There are two ways to look at the May 17 announcement that Plains All American Pipeline will face criminal charges over last year’s Refugio oil spill.

During a press conference that made national news, California Attorney General Kamala Harris and Santa Barbara County District Attorney Joyce Dudley said that a California grand jury had indicted Plains on 46 counts, including four felonies, and a mid-level employee on several misdemeanor counts. The felony indictments remain under seal; Plains denied the charges.

One way to look at the events that unfolded 48 hours before a one-year statute of limitation, is that this is purely a case of political grandstanding. The dozens of misdemeanor counts are a mere wrist slap; the maximum fines of around $3 million are chump change for Plains. But the political benefits are huge for the prosecutors.

Under the grandstanding scenario, Harris, widely viewed as the frontrunner to replace outgoing U.S. Sen. Barbara Boxer, could not let an environmental disaster go unpunished. Doing so would damage her cred with green voters as well as the billionaire political funders who want a fossil fuel-free economy. Dudley, an effective district attorney, saw a chance to raise her profile, too.

The second way to look at the indictments is that this is a carefully crafted case that’s aimed at getting convictions – not an overarching prosecution that tries to put the company, and its top executives, on trial for the business practices that led to the disaster.

Although the Refugio spill was the worst oil leak disaster in decades on the Central Coast, there were no reported human injuries and of the estimated 123,000 gallons that spilled from a broken pipeline, roughly 21,000 gallons seeped into the ocean.

Without injuries or massive property damage, the prosecution’s options were limited to charges related to harm to animals, the discharge of pollutants into state waters and compliance with state rules on notification when a leak occurs. There may or may not be charges related to the maintenance of Pipeline 901. It was subject to federal, not state, inspection.

In the carefully crafted case scenario, prosecutors made a realistic assessment of what might probably get them a conviction, made their case to a grand jury and got what indictments they could.

Until we hear from the feds and the indictments are unsealed, it’s hard to know how much grandstanding is involved. But filing a criminal case that has some chance of sticking does have implications for other litigation that’s progressing slowly forward.

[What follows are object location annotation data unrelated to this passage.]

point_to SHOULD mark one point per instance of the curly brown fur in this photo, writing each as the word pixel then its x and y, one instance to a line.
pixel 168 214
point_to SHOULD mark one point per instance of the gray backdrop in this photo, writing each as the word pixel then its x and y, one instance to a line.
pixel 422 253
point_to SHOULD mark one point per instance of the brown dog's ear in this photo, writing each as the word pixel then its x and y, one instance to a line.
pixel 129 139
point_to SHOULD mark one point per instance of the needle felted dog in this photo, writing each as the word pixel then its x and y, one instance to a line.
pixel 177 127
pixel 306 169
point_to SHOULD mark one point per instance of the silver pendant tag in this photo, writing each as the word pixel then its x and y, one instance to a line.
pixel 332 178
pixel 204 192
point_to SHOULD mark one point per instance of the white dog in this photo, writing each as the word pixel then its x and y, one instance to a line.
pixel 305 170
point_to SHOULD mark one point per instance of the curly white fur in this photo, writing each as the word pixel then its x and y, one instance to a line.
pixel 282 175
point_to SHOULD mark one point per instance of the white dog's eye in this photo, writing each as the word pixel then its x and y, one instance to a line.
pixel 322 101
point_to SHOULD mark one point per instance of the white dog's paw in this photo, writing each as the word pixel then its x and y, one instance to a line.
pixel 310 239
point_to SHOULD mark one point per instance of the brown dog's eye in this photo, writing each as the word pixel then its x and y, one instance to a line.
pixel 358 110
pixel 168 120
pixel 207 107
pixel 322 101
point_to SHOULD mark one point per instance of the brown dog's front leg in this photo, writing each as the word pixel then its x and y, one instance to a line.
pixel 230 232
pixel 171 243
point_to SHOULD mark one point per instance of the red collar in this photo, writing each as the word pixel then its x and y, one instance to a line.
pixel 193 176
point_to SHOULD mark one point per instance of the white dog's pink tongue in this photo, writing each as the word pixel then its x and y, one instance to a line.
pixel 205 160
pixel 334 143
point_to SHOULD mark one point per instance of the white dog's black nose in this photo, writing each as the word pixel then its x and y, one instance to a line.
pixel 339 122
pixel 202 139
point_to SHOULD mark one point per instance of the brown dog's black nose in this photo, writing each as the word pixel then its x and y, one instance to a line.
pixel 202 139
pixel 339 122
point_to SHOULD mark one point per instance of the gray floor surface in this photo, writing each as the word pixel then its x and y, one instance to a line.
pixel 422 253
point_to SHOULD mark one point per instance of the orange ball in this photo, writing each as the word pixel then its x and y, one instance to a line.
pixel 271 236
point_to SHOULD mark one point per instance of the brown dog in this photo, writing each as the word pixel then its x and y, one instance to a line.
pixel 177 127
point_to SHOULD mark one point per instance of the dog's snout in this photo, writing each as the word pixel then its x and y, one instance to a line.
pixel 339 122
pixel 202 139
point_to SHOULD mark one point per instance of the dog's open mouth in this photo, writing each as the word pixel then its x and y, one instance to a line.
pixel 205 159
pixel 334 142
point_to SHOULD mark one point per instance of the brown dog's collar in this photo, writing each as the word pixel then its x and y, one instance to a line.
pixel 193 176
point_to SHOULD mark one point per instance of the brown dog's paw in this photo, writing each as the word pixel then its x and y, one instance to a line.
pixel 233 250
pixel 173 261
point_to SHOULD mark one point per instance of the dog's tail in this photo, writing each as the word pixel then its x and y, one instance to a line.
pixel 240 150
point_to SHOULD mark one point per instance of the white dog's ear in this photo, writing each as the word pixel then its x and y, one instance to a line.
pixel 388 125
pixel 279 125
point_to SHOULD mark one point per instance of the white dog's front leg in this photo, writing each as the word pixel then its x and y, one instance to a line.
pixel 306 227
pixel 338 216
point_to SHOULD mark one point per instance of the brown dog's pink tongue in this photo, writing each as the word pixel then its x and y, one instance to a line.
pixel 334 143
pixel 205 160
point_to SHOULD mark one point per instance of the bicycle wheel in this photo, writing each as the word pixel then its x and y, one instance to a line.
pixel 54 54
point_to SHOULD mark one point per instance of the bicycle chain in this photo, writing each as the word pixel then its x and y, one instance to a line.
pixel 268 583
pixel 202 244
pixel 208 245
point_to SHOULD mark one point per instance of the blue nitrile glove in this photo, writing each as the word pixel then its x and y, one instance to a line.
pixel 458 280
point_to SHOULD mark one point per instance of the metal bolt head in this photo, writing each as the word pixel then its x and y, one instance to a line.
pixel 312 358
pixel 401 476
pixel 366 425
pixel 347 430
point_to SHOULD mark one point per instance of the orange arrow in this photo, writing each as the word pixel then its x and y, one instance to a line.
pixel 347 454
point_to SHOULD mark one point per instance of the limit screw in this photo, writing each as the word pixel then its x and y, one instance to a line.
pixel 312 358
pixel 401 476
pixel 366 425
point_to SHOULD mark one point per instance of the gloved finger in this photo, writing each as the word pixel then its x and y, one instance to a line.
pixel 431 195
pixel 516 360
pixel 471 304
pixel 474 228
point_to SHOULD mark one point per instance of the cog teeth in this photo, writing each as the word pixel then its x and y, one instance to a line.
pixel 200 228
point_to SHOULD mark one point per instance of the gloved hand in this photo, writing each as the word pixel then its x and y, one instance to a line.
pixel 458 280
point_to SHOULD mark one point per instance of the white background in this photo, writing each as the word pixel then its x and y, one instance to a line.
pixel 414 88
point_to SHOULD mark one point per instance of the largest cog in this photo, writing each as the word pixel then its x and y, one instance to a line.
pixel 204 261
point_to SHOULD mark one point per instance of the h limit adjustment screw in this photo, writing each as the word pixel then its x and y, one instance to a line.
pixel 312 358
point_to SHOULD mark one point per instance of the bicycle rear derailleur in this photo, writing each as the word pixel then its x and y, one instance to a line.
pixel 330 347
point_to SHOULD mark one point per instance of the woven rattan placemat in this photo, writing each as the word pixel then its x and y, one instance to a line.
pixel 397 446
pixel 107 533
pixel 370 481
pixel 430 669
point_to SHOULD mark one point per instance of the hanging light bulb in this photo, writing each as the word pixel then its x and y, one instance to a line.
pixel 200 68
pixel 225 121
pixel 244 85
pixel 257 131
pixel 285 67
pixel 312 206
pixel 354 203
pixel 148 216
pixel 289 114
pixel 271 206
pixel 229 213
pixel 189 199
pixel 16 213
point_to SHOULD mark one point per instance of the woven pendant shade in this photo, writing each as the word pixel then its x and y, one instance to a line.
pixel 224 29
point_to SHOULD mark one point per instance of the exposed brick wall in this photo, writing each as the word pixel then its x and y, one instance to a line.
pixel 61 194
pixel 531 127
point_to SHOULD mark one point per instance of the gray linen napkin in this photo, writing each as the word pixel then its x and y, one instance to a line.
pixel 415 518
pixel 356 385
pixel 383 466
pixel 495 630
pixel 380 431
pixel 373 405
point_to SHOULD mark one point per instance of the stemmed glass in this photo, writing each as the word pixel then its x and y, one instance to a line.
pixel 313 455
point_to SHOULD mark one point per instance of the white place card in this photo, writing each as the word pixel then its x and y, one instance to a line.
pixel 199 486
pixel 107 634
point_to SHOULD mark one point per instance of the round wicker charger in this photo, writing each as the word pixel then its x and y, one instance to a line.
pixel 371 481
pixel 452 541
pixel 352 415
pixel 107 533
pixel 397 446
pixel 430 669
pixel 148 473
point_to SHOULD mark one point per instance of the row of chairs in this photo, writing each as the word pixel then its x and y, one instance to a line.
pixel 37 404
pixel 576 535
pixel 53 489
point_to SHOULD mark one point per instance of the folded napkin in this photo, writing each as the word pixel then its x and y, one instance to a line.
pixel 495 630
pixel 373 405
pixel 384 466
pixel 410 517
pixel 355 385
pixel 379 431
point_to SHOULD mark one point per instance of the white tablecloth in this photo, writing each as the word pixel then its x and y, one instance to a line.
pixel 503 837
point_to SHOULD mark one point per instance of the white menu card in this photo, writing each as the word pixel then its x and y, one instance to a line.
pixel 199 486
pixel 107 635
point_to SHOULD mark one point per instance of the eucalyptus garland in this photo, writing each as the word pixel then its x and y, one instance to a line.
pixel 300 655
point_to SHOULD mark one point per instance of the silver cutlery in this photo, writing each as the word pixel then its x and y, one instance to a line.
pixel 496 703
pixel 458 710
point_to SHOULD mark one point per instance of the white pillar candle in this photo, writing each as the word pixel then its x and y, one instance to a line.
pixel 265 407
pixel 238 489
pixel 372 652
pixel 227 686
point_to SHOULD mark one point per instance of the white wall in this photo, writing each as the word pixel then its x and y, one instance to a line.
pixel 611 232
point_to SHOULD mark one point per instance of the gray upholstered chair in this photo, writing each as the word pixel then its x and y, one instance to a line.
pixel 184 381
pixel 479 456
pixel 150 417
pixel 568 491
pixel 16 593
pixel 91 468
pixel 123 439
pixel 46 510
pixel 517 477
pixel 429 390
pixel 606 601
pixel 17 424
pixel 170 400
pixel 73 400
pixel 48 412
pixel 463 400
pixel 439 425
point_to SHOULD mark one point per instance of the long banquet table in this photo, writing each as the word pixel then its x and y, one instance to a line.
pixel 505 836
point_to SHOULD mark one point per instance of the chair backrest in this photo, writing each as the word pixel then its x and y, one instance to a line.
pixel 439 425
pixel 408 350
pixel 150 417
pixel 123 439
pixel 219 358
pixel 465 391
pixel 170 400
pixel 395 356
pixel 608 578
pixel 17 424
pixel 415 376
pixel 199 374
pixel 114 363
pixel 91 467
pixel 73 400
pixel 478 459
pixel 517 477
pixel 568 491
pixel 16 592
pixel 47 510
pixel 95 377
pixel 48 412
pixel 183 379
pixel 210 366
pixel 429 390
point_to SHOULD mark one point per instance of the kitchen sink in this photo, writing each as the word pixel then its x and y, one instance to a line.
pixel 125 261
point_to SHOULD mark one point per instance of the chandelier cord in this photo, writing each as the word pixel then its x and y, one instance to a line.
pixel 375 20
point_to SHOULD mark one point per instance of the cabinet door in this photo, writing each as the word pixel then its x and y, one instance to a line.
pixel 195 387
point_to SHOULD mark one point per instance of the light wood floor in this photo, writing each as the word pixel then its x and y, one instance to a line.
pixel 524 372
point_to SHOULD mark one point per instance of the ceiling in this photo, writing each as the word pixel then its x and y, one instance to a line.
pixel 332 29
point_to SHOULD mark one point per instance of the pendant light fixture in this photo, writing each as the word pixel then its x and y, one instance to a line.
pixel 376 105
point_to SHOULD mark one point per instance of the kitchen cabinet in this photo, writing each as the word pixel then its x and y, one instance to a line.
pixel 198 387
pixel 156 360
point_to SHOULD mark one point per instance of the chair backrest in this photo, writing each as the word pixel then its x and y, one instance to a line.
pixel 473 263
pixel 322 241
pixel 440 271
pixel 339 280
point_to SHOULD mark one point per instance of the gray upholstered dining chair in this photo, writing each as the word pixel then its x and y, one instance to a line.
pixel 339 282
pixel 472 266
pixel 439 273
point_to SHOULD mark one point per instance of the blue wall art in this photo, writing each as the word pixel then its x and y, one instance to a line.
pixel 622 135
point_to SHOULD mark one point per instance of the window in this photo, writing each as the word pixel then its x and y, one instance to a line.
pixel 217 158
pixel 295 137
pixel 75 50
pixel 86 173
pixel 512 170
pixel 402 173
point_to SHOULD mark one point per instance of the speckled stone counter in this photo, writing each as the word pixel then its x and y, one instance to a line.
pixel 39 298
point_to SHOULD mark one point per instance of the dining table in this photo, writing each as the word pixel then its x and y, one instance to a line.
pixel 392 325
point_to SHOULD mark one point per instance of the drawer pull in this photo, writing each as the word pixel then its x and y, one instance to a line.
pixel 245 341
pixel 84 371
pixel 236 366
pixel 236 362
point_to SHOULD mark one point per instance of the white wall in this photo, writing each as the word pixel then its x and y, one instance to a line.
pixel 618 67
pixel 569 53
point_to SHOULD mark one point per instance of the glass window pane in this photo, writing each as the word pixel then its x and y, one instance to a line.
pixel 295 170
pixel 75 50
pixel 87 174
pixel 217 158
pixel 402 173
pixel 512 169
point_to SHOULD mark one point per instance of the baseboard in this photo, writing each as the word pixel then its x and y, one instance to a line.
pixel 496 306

By indicting Plains and regulatory compliance specialist James Buchanan, civil litigants will get access to depositions, documents and other evidence that could strengthen their claims.

Any guilty pleas or convictions will go on the record and help the civil litigants, including those involved in a burgeoning class-action suit filed by attorney Barry Cappello and others, in their quest for compensatory and perhaps punitive damages. The ability of prosecutors to inflict financial pain on defendants involved in parallel civil litigation is practically unlimited.

Second, by indicting Buchanan, a relatively low-level employee, the prosecutors gain an entry point to see what they can find out about behavior up the chain of command.  This is the classic prosecutorial maneuver of charging people low on the totem pole first. From the Watergate burglars who brought down a president to a slew of insider trading cases that put CEOs in jump suits, this is the way it works.

Finally, there are some wild cards. Venoco, which filed for bankruptcy protection earlier this year, has said it lost millions because it couldn’t use Plains pipelines 901 and 903. It might piggy back on the criminal prosecutions and seek a mammoth claim. It’s just one of several oil companies that lost money when the pipelines were shut. Perhaps former owner Tim Marquez, who was reduced to a minority shareholder in the Venoco bankruptcy, will have a claim.

None of this is a slam dunk. Plains is no stranger to litigation and it will dig in, fight hard, delay, possibly ask for a change of venue, and force the state to spend real money to prosecute. It will likely go to court and whittle away at the charges; Buchanan may well ask for his case to be dismissed.

Criminal charges definitely raise the financial stakes for Plains, which has said that insurance will cover an estimated $186 million of the estimated $269 million in spill-related costs. But in the absence of new evidence related to pipeline maintenance, the indictments are unlikely to change the way the company does business.